Our main objective is to maximize the impact of the HTM technology. The potential applications for this technology are far greater than any one company can explore, and therefore the only way to realize the potential is to create a developer community surrounding it. As I have a lot of experience in creating developer communities through my work at Grid, Palm and Handspring, I was energized about this idea.
We considered a not-for-profit structure. We considered an open-source structure. Ultimately, however, we decided that the way to get the most people working on HTM was within a for-profit framework. People move quickly in a for-profit environment – they are willing to invest more, and sooner, if they believe they have a financial return down the road.
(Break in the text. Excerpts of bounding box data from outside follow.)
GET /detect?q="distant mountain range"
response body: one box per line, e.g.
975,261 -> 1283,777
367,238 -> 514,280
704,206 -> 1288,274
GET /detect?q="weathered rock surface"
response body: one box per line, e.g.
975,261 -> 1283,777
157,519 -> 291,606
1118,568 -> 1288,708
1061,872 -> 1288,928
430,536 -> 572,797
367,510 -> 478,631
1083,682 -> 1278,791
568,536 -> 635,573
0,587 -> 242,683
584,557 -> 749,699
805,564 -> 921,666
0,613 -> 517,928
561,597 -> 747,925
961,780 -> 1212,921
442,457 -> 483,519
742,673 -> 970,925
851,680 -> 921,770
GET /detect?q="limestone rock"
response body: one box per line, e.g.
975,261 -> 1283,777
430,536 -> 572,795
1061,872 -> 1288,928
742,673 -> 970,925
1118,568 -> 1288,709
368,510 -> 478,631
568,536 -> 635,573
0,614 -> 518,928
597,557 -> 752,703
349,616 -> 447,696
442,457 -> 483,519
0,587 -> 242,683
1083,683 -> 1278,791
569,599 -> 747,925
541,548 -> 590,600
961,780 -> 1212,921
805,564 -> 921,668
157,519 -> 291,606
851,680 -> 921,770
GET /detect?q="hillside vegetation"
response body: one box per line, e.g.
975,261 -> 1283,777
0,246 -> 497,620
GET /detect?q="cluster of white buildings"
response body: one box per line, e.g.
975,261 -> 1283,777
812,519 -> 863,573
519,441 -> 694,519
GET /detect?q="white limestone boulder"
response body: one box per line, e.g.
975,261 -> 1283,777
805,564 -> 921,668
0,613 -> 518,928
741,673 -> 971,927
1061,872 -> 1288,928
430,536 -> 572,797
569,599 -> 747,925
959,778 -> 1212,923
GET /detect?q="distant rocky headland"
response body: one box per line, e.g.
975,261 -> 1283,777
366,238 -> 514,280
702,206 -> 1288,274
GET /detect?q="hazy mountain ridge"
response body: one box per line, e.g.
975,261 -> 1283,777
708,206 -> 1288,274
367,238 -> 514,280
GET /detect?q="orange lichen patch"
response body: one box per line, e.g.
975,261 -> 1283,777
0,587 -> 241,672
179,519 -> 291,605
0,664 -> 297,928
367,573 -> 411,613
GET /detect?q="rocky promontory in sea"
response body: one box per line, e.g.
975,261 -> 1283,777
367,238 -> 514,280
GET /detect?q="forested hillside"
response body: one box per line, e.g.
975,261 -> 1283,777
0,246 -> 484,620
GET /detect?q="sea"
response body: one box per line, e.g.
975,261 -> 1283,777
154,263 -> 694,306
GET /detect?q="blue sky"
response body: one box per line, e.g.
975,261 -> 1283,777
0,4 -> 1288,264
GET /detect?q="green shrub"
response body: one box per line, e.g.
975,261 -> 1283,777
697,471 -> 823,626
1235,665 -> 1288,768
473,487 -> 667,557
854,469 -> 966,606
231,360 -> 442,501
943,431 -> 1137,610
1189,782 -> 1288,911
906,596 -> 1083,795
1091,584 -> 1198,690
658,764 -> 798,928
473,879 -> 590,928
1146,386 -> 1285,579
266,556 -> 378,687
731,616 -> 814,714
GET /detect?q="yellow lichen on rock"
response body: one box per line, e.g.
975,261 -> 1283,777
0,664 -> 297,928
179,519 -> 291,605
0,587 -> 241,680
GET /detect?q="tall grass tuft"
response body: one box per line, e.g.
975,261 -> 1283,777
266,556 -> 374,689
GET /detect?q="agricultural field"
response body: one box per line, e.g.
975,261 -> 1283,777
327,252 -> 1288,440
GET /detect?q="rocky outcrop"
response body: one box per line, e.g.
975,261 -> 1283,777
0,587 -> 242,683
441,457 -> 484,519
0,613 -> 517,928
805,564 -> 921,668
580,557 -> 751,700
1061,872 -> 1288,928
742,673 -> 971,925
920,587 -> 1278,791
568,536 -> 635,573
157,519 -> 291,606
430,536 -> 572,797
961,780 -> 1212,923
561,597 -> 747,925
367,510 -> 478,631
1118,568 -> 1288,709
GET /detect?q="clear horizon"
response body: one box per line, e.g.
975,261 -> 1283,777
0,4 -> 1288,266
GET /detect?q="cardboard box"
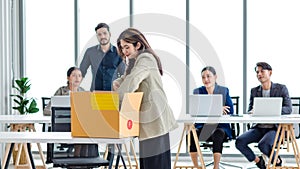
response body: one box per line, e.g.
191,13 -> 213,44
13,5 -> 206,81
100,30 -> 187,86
70,91 -> 143,138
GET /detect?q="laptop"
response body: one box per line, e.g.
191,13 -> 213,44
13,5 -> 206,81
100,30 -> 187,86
189,94 -> 223,117
51,95 -> 70,107
252,97 -> 282,117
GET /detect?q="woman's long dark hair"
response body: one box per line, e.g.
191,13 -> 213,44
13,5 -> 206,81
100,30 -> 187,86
117,28 -> 163,75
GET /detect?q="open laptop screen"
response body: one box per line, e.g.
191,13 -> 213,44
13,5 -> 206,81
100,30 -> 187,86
252,97 -> 282,116
189,94 -> 223,117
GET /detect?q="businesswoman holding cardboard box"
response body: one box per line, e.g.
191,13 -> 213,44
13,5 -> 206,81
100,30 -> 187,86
113,28 -> 177,169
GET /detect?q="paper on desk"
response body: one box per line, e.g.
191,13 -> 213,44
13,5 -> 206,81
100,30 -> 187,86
282,114 -> 300,118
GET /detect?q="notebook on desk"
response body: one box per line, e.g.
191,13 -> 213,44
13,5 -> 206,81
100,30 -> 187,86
252,97 -> 282,117
189,94 -> 223,117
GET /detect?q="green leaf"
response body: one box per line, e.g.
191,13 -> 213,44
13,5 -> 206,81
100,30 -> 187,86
14,99 -> 21,105
28,99 -> 39,113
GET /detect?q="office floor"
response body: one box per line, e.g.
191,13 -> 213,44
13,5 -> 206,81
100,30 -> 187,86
5,140 -> 300,169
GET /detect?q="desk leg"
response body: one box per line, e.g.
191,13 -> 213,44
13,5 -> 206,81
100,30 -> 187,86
24,143 -> 35,169
130,140 -> 139,169
2,143 -> 15,169
288,124 -> 300,169
124,144 -> 132,169
107,144 -> 115,169
173,124 -> 206,169
267,124 -> 300,169
173,125 -> 188,169
189,125 -> 206,169
115,144 -> 127,169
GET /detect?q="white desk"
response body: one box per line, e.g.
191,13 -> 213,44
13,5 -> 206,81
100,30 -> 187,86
177,114 -> 300,124
0,132 -> 132,144
0,114 -> 51,123
0,114 -> 51,166
0,132 -> 137,168
174,114 -> 300,169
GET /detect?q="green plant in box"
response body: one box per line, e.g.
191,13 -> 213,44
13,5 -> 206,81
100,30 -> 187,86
10,77 -> 39,114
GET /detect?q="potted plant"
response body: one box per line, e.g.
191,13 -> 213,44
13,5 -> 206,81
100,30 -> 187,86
9,77 -> 39,164
11,77 -> 39,114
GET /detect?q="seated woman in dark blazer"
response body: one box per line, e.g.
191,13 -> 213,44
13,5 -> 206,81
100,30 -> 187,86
190,66 -> 233,169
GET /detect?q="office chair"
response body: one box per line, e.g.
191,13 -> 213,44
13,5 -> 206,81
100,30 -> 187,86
47,107 -> 109,168
200,96 -> 243,169
291,97 -> 300,139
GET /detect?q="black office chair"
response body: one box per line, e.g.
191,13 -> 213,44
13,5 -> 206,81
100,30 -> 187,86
200,96 -> 243,169
42,97 -> 51,110
291,97 -> 300,139
47,107 -> 109,168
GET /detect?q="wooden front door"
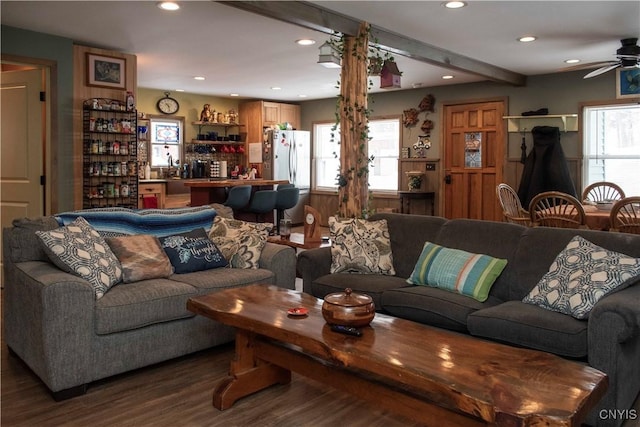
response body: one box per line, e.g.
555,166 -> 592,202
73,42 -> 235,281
443,100 -> 506,221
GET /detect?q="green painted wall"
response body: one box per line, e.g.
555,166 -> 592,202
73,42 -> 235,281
1,22 -> 615,211
301,71 -> 616,159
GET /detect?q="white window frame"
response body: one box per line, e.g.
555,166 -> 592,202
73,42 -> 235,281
582,103 -> 640,195
312,116 -> 402,194
147,117 -> 184,168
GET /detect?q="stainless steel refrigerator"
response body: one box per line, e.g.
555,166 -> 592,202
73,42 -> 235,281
262,130 -> 311,225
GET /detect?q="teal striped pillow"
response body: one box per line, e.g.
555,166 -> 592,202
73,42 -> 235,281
407,242 -> 507,302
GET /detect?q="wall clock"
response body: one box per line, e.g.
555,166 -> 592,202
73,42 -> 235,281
156,92 -> 180,114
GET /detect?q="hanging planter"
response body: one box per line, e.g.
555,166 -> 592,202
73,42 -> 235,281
380,59 -> 402,89
369,57 -> 384,76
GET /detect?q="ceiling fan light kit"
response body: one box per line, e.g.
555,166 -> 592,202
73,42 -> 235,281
584,38 -> 640,79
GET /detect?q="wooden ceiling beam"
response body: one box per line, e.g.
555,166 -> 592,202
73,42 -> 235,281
218,1 -> 526,86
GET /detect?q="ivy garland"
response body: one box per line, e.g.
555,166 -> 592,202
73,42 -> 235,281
329,25 -> 394,218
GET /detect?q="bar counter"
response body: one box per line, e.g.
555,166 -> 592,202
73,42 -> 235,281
184,179 -> 289,206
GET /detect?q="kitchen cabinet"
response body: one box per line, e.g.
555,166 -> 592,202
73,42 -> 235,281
238,101 -> 301,149
82,98 -> 138,209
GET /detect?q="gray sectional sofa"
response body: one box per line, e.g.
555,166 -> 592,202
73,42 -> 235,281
297,213 -> 640,426
3,207 -> 296,400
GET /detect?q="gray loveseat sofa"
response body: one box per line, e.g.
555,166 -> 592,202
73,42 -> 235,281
3,207 -> 296,400
297,213 -> 640,426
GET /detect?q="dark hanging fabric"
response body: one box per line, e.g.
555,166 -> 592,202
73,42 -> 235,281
518,126 -> 578,207
520,132 -> 527,164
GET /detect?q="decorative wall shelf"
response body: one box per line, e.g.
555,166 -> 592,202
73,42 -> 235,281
502,114 -> 578,132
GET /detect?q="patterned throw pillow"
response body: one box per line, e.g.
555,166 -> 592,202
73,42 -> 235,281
106,234 -> 173,283
522,236 -> 640,319
407,242 -> 507,302
209,216 -> 273,269
329,217 -> 396,276
36,217 -> 122,299
160,228 -> 227,274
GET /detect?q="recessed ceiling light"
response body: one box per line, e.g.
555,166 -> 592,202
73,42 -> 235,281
158,1 -> 180,11
442,1 -> 467,9
296,39 -> 316,46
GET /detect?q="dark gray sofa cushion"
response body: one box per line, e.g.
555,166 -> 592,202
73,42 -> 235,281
311,273 -> 407,311
2,216 -> 59,263
467,301 -> 587,358
95,279 -> 198,335
371,213 -> 447,279
382,286 -> 502,332
434,219 -> 526,301
169,267 -> 275,295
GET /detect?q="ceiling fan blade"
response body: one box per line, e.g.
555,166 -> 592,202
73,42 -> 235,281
583,63 -> 620,79
560,61 -> 619,72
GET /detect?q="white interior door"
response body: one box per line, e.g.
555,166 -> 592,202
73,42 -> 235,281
0,69 -> 44,282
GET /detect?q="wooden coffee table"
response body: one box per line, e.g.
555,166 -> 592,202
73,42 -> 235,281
187,285 -> 607,426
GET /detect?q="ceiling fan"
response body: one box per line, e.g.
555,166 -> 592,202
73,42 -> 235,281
565,38 -> 640,79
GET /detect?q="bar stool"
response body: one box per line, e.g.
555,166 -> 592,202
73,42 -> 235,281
276,185 -> 300,233
223,185 -> 251,212
247,190 -> 277,222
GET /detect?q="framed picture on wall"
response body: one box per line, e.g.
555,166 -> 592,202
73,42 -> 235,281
87,53 -> 127,89
616,68 -> 640,99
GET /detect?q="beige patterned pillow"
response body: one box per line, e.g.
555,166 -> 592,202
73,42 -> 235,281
36,217 -> 122,299
106,234 -> 173,283
329,217 -> 396,276
209,216 -> 273,268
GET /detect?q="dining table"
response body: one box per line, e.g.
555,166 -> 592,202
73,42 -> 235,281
582,204 -> 611,231
184,179 -> 289,206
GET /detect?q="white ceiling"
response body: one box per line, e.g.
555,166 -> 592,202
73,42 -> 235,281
0,0 -> 640,101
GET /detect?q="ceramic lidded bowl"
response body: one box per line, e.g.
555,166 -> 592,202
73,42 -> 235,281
322,288 -> 376,327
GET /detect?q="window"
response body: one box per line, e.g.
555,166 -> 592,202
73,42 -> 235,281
582,104 -> 640,195
149,118 -> 182,168
313,118 -> 400,191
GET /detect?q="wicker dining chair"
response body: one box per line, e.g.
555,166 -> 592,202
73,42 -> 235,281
582,181 -> 625,203
496,183 -> 531,227
529,191 -> 588,228
609,196 -> 640,234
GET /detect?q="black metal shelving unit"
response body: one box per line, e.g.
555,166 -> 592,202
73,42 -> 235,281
82,98 -> 139,209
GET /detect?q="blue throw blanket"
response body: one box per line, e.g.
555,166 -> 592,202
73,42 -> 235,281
55,206 -> 217,237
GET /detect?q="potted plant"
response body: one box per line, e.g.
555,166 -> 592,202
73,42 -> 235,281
406,171 -> 424,191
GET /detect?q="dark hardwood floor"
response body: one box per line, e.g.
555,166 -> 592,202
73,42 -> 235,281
0,290 -> 420,427
0,293 -> 640,427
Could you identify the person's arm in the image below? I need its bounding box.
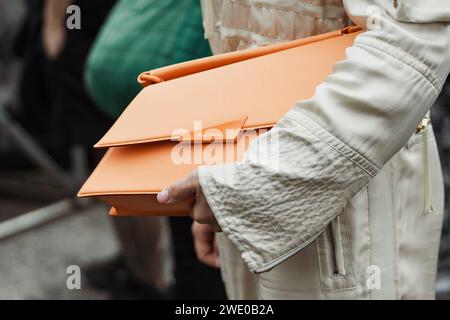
[160,0,450,272]
[42,0,72,59]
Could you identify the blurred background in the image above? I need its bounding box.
[0,0,450,299]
We are focused on making developers successful by providing source code, documentation, and support. Developers own their own intellectual property rather than being required to contribute it back. A fundamental principle of the Numenta business structure is to be a catalyst that enables others to create profitable businesses.
Numenta is also a for-profit business. This is critical for us in order to attract high caliber employees and to fund the business over the long term. We will generate revenue by selling support, licensing software, and licensing intellectual property. The exact revenue mix will change over time, but we always will seek to make our developer partners successful, as well as be successful ourselves.”